Un plateau si nu et imposant que Denis Rey / Michel Cousin en parait d’autant plus petit et seul. Et c’est bien là le propos de cette fable tragi-comique : celle d’un modeste statisticien, célibataire perdu dans la grande agglomération parisienne qui, pour combler son manque d’amour et de tendresse, partage sa vie avec un python de 2m50 qu’il a adopté et nommé « Gros-Câlin ». Cet animal à sang-froid est le seul à lui donner chaleur et affection en s’enroulant autour de lui comme autant de bras l’étreignant. Ce texte publié en 1974 n’a pas pris une ride ! Bien au contraire. Tout ce qu’il fait entendre de ce que les grandes villes produisent d’humains broyés par l’isolement, la misère affective, l’anonymat et l’impitoyable routine métro-boulot-dodo, résonne à nos oreilles en ce XXIème siècle individualiste où Facebook est érigé en sanctuaire de la communication et de la sociabilité. Et quelle langue ! Une écriture serpentine, toute en digressions, en anneaux et nœuds, déroulant une poésie d’une infinie délicatesse. Rarement n’ont été exprimés avec autant de finesse l’angoisse, la détresse et l’inaptitude aux codes sociaux de tous ceux pour qui le monde extérieur représente un bien plus grand danger qu’un intérieur habité par un serpent de plus de deux mètres ! Cousin, avec son costume étriqué et sa cravate trop serrée, ressemble à ces nombreux fonctionnaires invisibles que l’on croise dans les grandes métropoles modernes. Mais sous l’enveloppe adulte, le personnage de Gary est un cœur fragile d’enfant dont les excès d’enthousiasme n’ont d’égal que ceux de sa colère et la profondeur de ses peurs.
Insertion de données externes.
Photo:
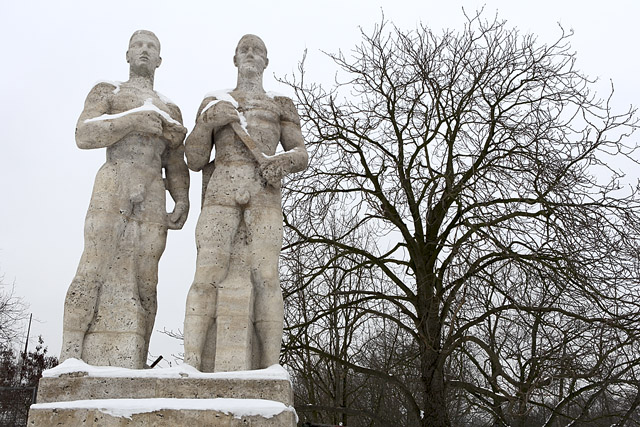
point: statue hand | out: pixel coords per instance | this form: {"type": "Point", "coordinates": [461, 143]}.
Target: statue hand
{"type": "Point", "coordinates": [174, 133]}
{"type": "Point", "coordinates": [177, 218]}
{"type": "Point", "coordinates": [273, 170]}
{"type": "Point", "coordinates": [147, 122]}
{"type": "Point", "coordinates": [220, 114]}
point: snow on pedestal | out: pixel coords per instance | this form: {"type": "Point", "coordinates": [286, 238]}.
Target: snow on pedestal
{"type": "Point", "coordinates": [75, 393]}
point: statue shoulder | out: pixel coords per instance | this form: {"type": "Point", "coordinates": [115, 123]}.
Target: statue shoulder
{"type": "Point", "coordinates": [106, 87]}
{"type": "Point", "coordinates": [288, 110]}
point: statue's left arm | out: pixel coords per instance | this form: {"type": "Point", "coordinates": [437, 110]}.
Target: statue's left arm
{"type": "Point", "coordinates": [176, 171]}
{"type": "Point", "coordinates": [295, 157]}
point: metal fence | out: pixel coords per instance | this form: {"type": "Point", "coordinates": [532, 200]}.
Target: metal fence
{"type": "Point", "coordinates": [14, 405]}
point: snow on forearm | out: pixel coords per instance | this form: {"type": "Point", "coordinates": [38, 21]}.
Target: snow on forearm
{"type": "Point", "coordinates": [147, 106]}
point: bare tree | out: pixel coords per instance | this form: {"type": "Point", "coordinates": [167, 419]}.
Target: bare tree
{"type": "Point", "coordinates": [479, 163]}
{"type": "Point", "coordinates": [12, 314]}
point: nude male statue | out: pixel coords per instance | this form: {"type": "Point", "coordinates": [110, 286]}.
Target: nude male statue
{"type": "Point", "coordinates": [244, 188]}
{"type": "Point", "coordinates": [126, 223]}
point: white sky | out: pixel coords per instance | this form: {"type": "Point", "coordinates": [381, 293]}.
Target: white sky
{"type": "Point", "coordinates": [54, 51]}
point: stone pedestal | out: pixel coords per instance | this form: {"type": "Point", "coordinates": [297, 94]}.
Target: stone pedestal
{"type": "Point", "coordinates": [76, 394]}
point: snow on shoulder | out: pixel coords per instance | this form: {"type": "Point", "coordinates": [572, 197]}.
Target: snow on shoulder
{"type": "Point", "coordinates": [147, 106]}
{"type": "Point", "coordinates": [110, 82]}
{"type": "Point", "coordinates": [71, 366]}
{"type": "Point", "coordinates": [164, 98]}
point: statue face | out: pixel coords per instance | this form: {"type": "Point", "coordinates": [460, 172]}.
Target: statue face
{"type": "Point", "coordinates": [143, 55]}
{"type": "Point", "coordinates": [251, 55]}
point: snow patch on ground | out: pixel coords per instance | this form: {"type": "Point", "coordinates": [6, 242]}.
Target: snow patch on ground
{"type": "Point", "coordinates": [127, 407]}
{"type": "Point", "coordinates": [71, 366]}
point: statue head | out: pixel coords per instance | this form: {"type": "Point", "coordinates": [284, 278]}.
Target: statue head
{"type": "Point", "coordinates": [143, 54]}
{"type": "Point", "coordinates": [251, 54]}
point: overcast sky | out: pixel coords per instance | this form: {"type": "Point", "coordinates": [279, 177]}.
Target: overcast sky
{"type": "Point", "coordinates": [54, 51]}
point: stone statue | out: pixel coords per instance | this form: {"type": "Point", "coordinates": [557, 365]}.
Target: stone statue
{"type": "Point", "coordinates": [239, 232]}
{"type": "Point", "coordinates": [111, 304]}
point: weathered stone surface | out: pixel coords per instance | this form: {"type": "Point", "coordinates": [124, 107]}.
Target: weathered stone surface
{"type": "Point", "coordinates": [65, 389]}
{"type": "Point", "coordinates": [234, 310]}
{"type": "Point", "coordinates": [76, 394]}
{"type": "Point", "coordinates": [111, 303]}
{"type": "Point", "coordinates": [161, 418]}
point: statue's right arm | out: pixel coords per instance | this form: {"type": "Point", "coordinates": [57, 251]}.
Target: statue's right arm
{"type": "Point", "coordinates": [199, 143]}
{"type": "Point", "coordinates": [94, 132]}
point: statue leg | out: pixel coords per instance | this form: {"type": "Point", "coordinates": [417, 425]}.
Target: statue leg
{"type": "Point", "coordinates": [265, 229]}
{"type": "Point", "coordinates": [217, 225]}
{"type": "Point", "coordinates": [151, 245]}
{"type": "Point", "coordinates": [100, 232]}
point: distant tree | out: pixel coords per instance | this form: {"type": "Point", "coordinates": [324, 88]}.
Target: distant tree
{"type": "Point", "coordinates": [506, 247]}
{"type": "Point", "coordinates": [19, 376]}
{"type": "Point", "coordinates": [12, 314]}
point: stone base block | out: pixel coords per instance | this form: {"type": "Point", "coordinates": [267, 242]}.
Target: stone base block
{"type": "Point", "coordinates": [76, 394]}
{"type": "Point", "coordinates": [108, 416]}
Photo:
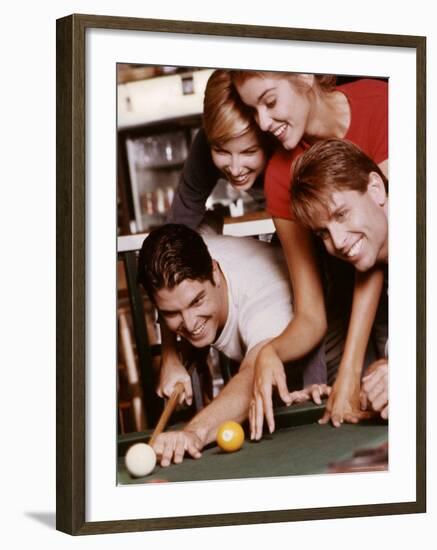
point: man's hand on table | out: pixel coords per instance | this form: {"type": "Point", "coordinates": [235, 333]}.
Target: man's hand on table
{"type": "Point", "coordinates": [172, 446]}
{"type": "Point", "coordinates": [269, 372]}
{"type": "Point", "coordinates": [374, 389]}
{"type": "Point", "coordinates": [343, 404]}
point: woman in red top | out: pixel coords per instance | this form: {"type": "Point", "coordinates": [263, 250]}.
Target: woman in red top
{"type": "Point", "coordinates": [299, 109]}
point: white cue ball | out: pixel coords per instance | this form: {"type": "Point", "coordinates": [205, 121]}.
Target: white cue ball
{"type": "Point", "coordinates": [140, 459]}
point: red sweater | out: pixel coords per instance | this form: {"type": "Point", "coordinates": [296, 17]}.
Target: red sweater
{"type": "Point", "coordinates": [368, 100]}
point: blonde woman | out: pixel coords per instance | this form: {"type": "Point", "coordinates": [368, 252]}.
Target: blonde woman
{"type": "Point", "coordinates": [297, 110]}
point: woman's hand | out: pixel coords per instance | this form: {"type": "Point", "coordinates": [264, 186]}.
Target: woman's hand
{"type": "Point", "coordinates": [269, 373]}
{"type": "Point", "coordinates": [313, 392]}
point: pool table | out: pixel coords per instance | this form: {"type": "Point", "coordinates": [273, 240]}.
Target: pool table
{"type": "Point", "coordinates": [298, 446]}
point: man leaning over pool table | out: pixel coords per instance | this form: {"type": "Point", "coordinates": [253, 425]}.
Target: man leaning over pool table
{"type": "Point", "coordinates": [342, 195]}
{"type": "Point", "coordinates": [228, 292]}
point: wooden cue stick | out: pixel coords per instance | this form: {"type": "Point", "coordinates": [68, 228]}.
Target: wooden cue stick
{"type": "Point", "coordinates": [168, 409]}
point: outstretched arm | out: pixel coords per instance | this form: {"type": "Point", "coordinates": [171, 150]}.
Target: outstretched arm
{"type": "Point", "coordinates": [302, 334]}
{"type": "Point", "coordinates": [232, 403]}
{"type": "Point", "coordinates": [344, 402]}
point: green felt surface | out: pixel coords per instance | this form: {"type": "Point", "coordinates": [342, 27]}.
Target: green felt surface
{"type": "Point", "coordinates": [298, 446]}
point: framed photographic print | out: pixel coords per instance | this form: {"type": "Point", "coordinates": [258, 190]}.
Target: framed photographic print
{"type": "Point", "coordinates": [132, 110]}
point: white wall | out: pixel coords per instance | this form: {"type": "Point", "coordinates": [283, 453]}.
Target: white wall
{"type": "Point", "coordinates": [28, 225]}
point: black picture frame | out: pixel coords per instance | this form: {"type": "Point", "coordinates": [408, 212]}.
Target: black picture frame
{"type": "Point", "coordinates": [71, 272]}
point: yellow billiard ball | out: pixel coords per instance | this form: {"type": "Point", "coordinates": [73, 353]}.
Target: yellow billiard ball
{"type": "Point", "coordinates": [230, 436]}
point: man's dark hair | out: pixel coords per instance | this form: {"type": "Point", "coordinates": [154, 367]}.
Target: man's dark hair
{"type": "Point", "coordinates": [171, 254]}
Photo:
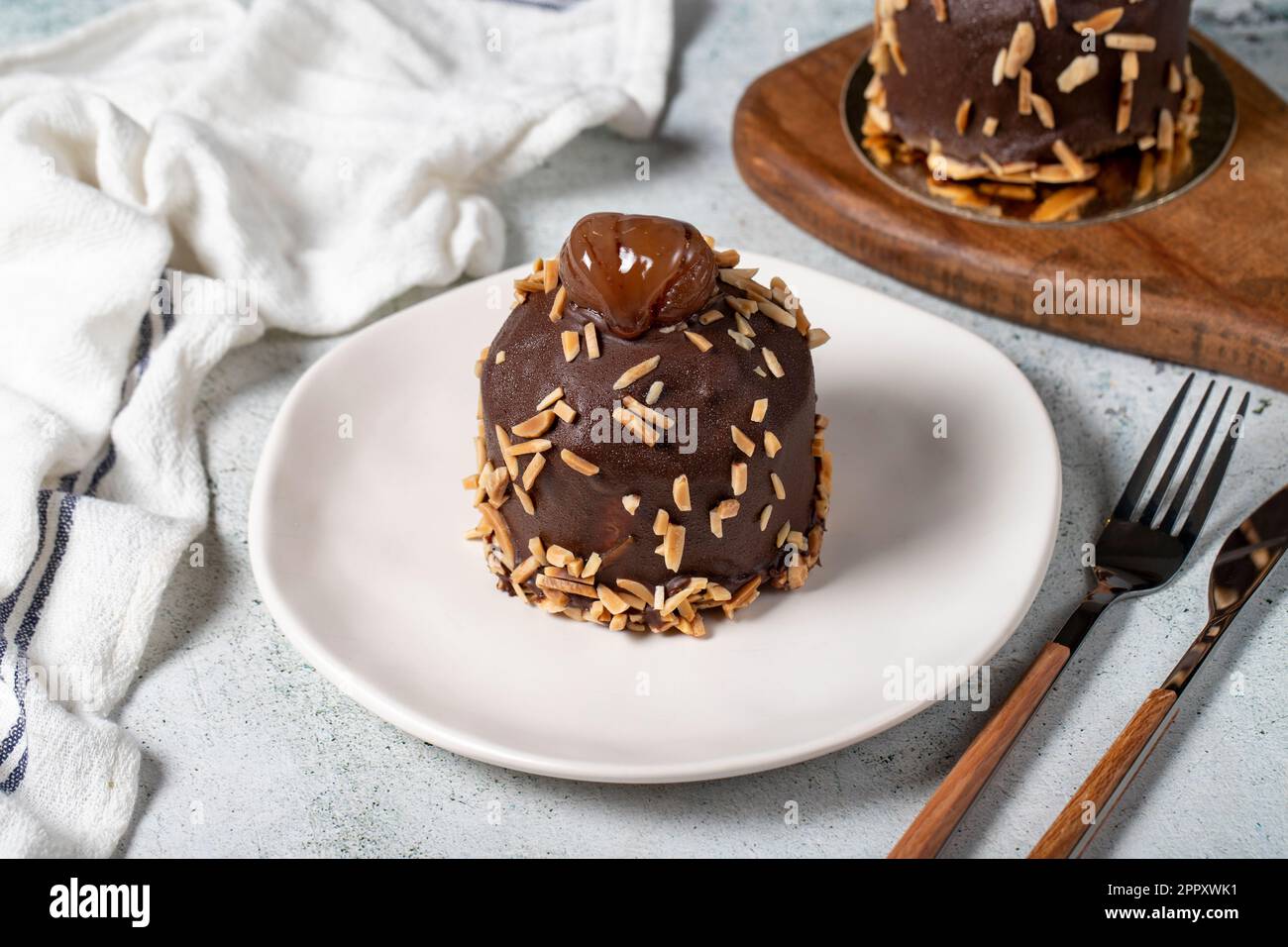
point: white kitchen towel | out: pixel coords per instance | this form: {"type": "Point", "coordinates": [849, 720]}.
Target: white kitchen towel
{"type": "Point", "coordinates": [174, 179]}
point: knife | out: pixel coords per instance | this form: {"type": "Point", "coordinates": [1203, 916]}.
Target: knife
{"type": "Point", "coordinates": [1245, 558]}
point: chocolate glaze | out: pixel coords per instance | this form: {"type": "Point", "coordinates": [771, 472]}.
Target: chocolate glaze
{"type": "Point", "coordinates": [953, 60]}
{"type": "Point", "coordinates": [585, 514]}
{"type": "Point", "coordinates": [635, 272]}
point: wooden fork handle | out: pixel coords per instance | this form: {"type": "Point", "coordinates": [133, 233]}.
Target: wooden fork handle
{"type": "Point", "coordinates": [1098, 793]}
{"type": "Point", "coordinates": [935, 822]}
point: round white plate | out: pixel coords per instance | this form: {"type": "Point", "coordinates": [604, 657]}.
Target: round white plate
{"type": "Point", "coordinates": [935, 548]}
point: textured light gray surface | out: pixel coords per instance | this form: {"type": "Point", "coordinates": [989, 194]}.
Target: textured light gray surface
{"type": "Point", "coordinates": [249, 751]}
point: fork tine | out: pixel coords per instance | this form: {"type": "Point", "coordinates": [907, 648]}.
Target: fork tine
{"type": "Point", "coordinates": [1207, 493]}
{"type": "Point", "coordinates": [1129, 499]}
{"type": "Point", "coordinates": [1155, 501]}
{"type": "Point", "coordinates": [1173, 513]}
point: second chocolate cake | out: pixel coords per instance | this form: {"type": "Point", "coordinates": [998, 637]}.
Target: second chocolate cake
{"type": "Point", "coordinates": [648, 442]}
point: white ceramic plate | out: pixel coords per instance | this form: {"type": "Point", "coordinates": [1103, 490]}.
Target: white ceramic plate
{"type": "Point", "coordinates": [935, 549]}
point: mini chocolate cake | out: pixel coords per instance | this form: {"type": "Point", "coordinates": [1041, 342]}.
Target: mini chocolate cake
{"type": "Point", "coordinates": [1031, 91]}
{"type": "Point", "coordinates": [648, 446]}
Projection de l’écrivain, Cousin est cet être ultrasensible qui remplit de son imaginaire foisonnant tous les trous, les espaces vides, les non-dits. Mais dont le tort est « de ne pas vivre dans les mêmes rêves que ses contemporains » ! Comme par exemple avec mademoiselle Dreyfus, sa collègue de travail guyanaise – dont le patronyme en référence au célèbre capitaine, permet à Gary de faire une allusion piquante sur l’antisémitisme français – sur laquelle il projette mariage et enfants, alors qu’il ne la croise que dans l’ascenseur de l’entreprise. Pour Cousin : un véritable voyage jusqu’à Bangkok que cette ascension de 50 secondes tous les matins jusqu’au 9ème étage, les yeux dans les yeux avec mademoiselle Dreyfus ! Cet onirisme débridé est très justement rendu dans le travail de mise en scène de Denis Rey. Des ruptures de jeux juxtaposant narration échevelée, confession intime, adresse au public et interprétation burlesque de personnages, soutenues par des variations de lumières enveloppant ou au contraire mettant à nu le comédien, participent à troubler la perception du spectateur. À l’instar de cet épisode où Cousin pris dans un cauchemar vivant, court désespérément dans Paris, un bouquet de violettes dans un verre d’eau, à la recherche de mademoiselle Dreyfus avant de la retrouver… dans un bordel ! L’écriture de Gary-Ajar virevolte avec une grande liberté syntaxique et un humour fracassant, ponctuée souvent de zeugmes (le délicieux : « elle me regarda avec incompréhension et mini-jupe » !) et autres figures de styles. L’auteur sait derrière une forme de fausse naïveté , pointer les travers de ses contemporains et décrire une époque – les Trente Glorieuses – qui n’a pas vraiment beaucoup changé de nos jours : l’immigration, le racisme, la prostitution, la condition de la femme, les inégalités sociales, la société de consommation, l’écologie…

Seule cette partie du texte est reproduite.